Sem recursos, dependem de ajuda para comer e para se deslocar no semiárido brasileiro. Sem norte na estrada, entre uma carona e outra, conseguem o apoio de uma mulher (Silvia Buarque) para passar uns dias em um casebre abandonado. Para conseguir alimento para o filho, Teresa se deixa ver nua no banheiro de um posto de gasolina, onde também tenta emprego. Sem sucesso, precisa se prostituir, tendo que enfrentar a companhia dos piores sujeitos, muitos deles agressivos. Aos poucos vai se tornando mais dura, seca, objetiva, e mais sofrida também. Frente à situação devastadora, Teresa vai se fragmentando, se entristecendo por um lado, se revoltando por outro. Na sua ausência, Antônio se torna o cuidador do bebê, por quem passa a nutrir carinho especial. Ele vai se sensibilizando, torna-se mais afetuoso, se condoendo da situação e protegendo a criança como pode. Apesar de seu desencanto geral, parece mais esperançoso. Nesta troca de papeis entre os adultos, é sintomática a furtiva cena de sexo entre os dois, na qual ela impõe o ritmo e domina a situação. A relação, porém, apenas afasta-os, provocando maior instabilidade entre ambos.
No roteiro assinado por Petrus, Firmino Holanda e Rosemberg Cariry, os protagonistas passam por drásticas transformações que os levam a uma situação–limite realmente extrema, irreparável e bastante forte, cuja violência gráfica final parece destoar do filme como um todo. Não que o desfecho tivesse que ser outro, mas a direção imprimiu uma contundência estético-narrativa que parece não sintonizar com o tom geral do filme – apesar da escalada de abusos e tragédias pelas quais passam os protagonistas ao longo da história. A espiral negativa imposta a Teresa e Antônio é uma queda livre brutal, remetendo a uma construção dramática solidificada pela grande literatura, como a de Graciliano, de João Cabral e de tantos outros gigantes que beberam da tragicidade vertida pela fonte mítica.
Com atuações inspiradas que realçam ainda mais o longa, cuja montagem torna a história envolvente e inescapável, e filmado com belíssima fotografia, incluindo luz e cores espetaculares, o longa corrobora a fala de apresentação feita por Nachtergaele no 51º Festival de Cinema de Gramado, citando Petrus Cariry como um poeta visual. De fato, a obra do cineasta é pura arte.

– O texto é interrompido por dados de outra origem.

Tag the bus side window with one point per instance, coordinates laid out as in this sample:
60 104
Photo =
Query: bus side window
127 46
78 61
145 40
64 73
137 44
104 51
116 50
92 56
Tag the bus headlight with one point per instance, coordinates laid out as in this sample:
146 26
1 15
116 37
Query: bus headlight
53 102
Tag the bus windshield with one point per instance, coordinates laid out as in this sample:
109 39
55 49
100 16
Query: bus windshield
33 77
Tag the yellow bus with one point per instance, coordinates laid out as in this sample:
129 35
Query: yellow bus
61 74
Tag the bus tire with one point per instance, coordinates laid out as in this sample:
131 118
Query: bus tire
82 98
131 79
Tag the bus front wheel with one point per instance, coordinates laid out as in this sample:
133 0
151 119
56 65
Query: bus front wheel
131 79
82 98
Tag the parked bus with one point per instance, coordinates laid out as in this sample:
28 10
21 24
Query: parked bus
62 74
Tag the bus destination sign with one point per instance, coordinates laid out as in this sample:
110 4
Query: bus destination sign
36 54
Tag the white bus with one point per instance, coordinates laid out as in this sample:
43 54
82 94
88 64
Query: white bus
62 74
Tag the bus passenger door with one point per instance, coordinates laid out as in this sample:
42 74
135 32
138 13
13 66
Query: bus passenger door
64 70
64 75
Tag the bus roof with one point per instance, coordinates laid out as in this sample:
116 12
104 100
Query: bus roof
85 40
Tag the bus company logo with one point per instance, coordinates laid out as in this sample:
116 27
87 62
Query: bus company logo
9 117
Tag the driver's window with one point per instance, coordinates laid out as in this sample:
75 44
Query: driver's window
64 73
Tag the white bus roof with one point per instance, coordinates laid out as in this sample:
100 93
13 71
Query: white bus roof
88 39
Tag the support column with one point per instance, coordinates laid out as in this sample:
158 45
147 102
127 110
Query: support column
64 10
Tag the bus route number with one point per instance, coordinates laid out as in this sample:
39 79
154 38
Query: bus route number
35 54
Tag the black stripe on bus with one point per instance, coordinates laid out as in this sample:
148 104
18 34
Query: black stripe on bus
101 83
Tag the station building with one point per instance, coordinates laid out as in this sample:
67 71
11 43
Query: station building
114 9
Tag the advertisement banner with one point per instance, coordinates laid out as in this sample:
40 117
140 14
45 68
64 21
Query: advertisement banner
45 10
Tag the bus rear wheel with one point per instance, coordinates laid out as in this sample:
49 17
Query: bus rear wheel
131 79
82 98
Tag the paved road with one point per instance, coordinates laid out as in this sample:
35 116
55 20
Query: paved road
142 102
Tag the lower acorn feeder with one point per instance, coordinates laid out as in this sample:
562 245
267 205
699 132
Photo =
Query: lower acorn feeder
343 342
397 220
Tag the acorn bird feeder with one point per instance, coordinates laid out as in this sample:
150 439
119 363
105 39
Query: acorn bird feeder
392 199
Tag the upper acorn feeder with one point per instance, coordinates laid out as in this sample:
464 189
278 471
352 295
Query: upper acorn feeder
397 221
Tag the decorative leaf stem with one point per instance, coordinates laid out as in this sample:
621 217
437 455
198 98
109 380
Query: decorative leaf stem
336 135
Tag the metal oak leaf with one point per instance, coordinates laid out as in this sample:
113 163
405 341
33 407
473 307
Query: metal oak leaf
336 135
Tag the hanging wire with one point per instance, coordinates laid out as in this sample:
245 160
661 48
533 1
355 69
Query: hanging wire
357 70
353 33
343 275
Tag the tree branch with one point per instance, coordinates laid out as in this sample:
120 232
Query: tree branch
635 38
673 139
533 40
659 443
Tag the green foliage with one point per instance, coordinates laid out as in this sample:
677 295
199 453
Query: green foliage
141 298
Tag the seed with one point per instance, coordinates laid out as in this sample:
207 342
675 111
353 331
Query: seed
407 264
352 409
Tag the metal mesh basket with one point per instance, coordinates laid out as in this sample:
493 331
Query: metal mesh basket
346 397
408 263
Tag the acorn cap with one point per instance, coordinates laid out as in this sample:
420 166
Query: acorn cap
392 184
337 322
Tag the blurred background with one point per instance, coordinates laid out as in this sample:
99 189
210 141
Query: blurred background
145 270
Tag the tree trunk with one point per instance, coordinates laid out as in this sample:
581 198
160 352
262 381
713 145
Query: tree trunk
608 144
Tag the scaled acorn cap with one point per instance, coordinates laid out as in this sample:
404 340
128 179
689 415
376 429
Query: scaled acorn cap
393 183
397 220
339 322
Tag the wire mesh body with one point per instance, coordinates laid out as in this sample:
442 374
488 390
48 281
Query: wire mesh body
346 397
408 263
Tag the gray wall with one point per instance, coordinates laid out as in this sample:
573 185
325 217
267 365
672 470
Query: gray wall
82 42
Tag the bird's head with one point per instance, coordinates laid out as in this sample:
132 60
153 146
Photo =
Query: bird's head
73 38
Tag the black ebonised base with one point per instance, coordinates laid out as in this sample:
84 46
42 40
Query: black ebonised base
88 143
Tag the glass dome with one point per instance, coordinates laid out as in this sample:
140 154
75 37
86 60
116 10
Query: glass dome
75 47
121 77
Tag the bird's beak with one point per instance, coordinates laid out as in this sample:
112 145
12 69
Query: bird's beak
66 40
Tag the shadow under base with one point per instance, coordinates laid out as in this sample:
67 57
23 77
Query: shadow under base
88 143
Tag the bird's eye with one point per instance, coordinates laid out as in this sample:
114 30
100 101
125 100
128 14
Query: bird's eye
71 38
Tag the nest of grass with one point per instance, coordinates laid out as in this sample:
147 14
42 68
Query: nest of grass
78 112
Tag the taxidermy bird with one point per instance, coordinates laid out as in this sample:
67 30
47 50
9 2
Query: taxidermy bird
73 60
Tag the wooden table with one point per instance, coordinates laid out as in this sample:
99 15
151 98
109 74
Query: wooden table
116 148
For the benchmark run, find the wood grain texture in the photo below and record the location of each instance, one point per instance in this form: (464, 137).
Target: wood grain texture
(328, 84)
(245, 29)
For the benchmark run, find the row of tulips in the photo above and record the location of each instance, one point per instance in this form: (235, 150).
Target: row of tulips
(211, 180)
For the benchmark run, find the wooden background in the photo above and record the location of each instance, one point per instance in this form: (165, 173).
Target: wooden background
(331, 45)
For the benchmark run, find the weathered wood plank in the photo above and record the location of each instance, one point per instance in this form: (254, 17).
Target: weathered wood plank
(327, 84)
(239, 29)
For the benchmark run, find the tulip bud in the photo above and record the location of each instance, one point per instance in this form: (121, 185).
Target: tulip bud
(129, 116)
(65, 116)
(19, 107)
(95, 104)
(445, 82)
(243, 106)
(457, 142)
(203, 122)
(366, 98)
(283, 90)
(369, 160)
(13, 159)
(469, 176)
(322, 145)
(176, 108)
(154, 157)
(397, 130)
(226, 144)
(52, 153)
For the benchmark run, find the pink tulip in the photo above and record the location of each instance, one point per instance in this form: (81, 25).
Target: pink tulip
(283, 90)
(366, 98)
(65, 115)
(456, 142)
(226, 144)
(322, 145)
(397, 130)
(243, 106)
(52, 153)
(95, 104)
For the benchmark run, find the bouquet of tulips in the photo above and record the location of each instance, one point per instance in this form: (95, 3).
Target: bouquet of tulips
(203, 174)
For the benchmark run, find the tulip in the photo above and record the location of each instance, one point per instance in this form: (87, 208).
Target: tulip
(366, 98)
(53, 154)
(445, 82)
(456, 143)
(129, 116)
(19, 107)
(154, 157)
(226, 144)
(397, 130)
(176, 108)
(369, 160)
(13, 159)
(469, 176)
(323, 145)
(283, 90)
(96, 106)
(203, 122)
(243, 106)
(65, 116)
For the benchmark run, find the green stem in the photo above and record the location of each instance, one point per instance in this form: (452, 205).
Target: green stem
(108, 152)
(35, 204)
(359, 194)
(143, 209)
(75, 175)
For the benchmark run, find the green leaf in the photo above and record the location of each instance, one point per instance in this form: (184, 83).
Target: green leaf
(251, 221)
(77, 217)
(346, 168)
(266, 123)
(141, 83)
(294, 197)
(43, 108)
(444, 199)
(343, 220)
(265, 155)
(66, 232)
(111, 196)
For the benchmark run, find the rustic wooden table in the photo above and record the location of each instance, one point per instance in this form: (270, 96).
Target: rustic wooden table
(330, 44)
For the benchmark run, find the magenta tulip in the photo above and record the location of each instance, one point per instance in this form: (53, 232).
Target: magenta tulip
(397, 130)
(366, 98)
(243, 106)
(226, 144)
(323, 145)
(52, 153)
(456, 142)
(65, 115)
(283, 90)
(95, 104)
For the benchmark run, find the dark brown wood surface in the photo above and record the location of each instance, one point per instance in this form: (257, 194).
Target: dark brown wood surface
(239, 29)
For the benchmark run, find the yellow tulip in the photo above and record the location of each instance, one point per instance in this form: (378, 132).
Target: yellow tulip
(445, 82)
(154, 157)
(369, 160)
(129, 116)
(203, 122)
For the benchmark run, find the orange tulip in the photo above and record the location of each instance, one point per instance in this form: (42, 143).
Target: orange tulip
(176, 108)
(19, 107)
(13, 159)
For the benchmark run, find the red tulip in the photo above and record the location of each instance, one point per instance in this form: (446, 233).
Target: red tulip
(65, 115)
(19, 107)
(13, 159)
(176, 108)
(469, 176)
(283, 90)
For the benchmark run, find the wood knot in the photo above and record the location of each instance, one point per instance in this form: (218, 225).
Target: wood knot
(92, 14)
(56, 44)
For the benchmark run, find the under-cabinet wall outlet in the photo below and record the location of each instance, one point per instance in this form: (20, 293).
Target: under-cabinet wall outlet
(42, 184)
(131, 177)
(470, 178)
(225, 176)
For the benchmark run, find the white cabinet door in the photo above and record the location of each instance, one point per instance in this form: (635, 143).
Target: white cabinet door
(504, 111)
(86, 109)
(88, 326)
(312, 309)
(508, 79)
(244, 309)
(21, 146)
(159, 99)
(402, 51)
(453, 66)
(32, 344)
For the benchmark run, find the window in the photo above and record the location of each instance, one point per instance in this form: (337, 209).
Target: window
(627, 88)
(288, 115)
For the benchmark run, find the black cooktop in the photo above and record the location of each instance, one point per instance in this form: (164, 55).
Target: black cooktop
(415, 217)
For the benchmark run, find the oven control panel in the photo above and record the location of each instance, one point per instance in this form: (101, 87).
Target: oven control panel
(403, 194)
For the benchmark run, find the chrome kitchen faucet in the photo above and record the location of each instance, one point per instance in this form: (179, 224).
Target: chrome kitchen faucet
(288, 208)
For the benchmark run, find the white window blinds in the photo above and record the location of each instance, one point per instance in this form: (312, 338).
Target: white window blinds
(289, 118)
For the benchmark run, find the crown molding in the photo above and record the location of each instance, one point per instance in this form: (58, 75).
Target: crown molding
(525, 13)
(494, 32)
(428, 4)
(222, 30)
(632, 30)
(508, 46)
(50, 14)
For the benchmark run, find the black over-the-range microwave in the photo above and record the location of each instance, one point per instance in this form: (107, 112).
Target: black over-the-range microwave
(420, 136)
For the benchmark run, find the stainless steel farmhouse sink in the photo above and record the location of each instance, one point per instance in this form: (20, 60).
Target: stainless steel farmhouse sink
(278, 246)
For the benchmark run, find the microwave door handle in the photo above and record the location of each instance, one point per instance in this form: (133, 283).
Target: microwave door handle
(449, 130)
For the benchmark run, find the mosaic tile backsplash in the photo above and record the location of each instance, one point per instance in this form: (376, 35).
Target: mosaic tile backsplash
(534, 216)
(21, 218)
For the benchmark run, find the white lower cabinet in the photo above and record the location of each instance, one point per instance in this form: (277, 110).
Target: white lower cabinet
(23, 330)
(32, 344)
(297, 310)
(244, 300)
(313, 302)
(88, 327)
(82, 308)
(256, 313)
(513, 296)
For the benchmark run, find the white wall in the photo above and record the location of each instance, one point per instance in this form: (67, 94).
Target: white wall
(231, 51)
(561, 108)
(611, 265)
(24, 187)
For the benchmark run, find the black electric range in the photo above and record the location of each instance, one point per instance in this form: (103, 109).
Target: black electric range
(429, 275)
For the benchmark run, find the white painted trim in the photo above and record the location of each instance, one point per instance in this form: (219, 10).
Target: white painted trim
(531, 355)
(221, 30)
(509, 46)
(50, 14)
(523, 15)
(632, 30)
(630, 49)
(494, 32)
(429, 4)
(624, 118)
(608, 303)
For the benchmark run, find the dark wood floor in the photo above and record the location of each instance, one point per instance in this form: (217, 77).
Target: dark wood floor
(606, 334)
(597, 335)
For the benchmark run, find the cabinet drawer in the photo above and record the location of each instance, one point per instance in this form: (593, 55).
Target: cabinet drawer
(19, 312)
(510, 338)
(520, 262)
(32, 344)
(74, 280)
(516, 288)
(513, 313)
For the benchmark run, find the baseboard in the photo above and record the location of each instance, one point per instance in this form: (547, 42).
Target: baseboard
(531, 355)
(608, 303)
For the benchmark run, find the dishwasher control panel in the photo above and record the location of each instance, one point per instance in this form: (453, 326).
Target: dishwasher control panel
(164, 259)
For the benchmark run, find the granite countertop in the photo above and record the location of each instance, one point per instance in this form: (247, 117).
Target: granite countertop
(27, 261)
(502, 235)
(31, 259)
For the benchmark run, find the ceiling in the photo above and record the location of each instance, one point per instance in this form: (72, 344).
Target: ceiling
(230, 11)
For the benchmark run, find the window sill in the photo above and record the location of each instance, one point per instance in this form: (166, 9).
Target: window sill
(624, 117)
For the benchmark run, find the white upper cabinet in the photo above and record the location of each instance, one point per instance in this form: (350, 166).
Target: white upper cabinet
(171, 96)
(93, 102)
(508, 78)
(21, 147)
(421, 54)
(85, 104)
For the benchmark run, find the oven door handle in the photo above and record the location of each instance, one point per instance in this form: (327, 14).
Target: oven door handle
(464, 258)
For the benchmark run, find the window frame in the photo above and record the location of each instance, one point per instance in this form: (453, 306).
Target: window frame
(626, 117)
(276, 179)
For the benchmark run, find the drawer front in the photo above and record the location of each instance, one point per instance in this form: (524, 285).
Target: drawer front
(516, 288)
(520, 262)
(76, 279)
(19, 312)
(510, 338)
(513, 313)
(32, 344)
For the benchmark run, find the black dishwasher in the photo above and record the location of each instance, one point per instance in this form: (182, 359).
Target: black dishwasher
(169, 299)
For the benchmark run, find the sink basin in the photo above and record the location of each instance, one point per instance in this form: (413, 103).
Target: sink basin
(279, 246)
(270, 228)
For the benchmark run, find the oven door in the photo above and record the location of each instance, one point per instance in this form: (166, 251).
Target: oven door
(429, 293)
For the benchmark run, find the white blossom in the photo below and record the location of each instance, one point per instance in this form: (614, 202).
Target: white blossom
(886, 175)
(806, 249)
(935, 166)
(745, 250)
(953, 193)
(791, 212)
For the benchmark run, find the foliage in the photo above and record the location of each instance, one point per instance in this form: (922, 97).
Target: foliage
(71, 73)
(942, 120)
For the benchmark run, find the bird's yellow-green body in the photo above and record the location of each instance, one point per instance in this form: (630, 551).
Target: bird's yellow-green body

Mais Pesado é o Céu conquistou quatro Kikitos no evento, obtendo os importantes prêmios de melhor direção e melhor fotografia, para Petrus, de melhor montagem, para o cineasta em parceria com Firmino Holanda, além do prêmio especial do júri para a atriz Ana Luiza Rios.
[1] Também chamados de mitos “identitários" ou de "significação", como são os mitos de heróis (ELIADE, 2016; DUBOIS, 1998). [2] Edgar Morin (2014). [3] Jean-Jacques Wunenburger (2007).
Referências:
DUBOIS, Claude-Gilbert. Les modes de classification des mythes. In: J. THOMAS, (Org.), Introduction aux méthodologies de l’imaginaire (pp. 28-35). Paris: Ellipses, 1998.
ELIADE, Mircea. Mito e Realidade. São Paulo: Perspectiva, 2016.
MORIN, Edgar. O cinema ou o homem imaginário: ensaio de antropologia sociológica. São Paulo: É Realizações Editora, 2014.
WUNENBURGER, Jean-Jacques. O imaginário. São Paulo: Edições Loyola, 2007.